Suchen Politiker bevorzugt in der Zeit vor einer Wahl die Nähe zum Volk? Fast könnte es den Anschein haben, betrachtet man sich die Karawane der Bundes- und Landespolitiker, die derzeit durchs Land zieht. Eduard Oswald ist es aber ernst mit der Bürgernähe.
Der Vizepräsident des Bundestags warb am Donnerstag in Bamberg für eine Demokratie zum Anfassen. Der 64-jährige CSU-Politiker aus Augsburg bekleidet seit 2011 eines der höchsten Ämter im Staat und ist doch eine stille Größe geblieben.
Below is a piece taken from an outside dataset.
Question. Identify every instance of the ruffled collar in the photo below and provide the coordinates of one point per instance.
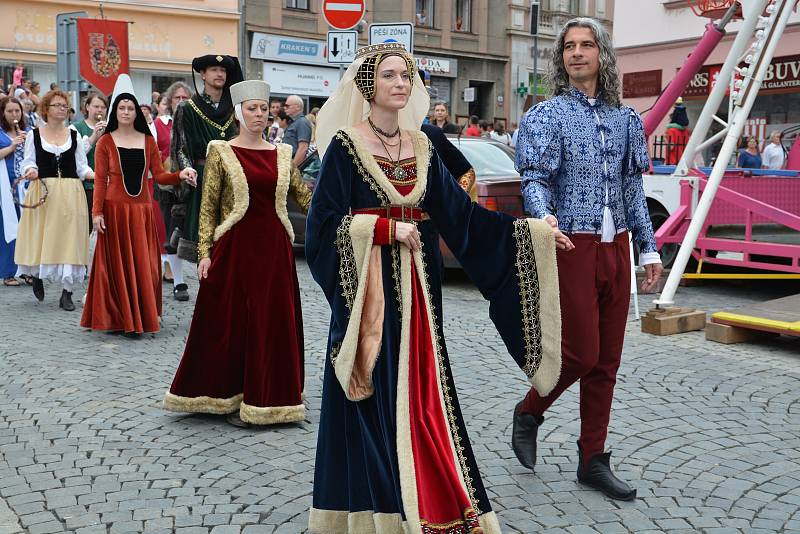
(579, 95)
Unter Bundeskanzler Helmut Kohl war er sogar für kurze Zeit Verkehrsminister und, obwohl persönlich dagegen, zuständig für den Umzug der Bundesregierung von Bonn nach Berlin.
Mit dem Ende der Wahlperiode will sich Oswald aus der großen Politik zurückziehen und die Zeit nutzen, "um mir anzuschauen, was ich alles angerichtet habe", wie er am Rande seines Besuchs in Bamberg sagte. Nicht einmal all die Großbaustellen in Berlin konnte er schon abklappern, zu sehr fordern ihn die Mehrfachbelastung als Abgeordneter und Vizepräsident.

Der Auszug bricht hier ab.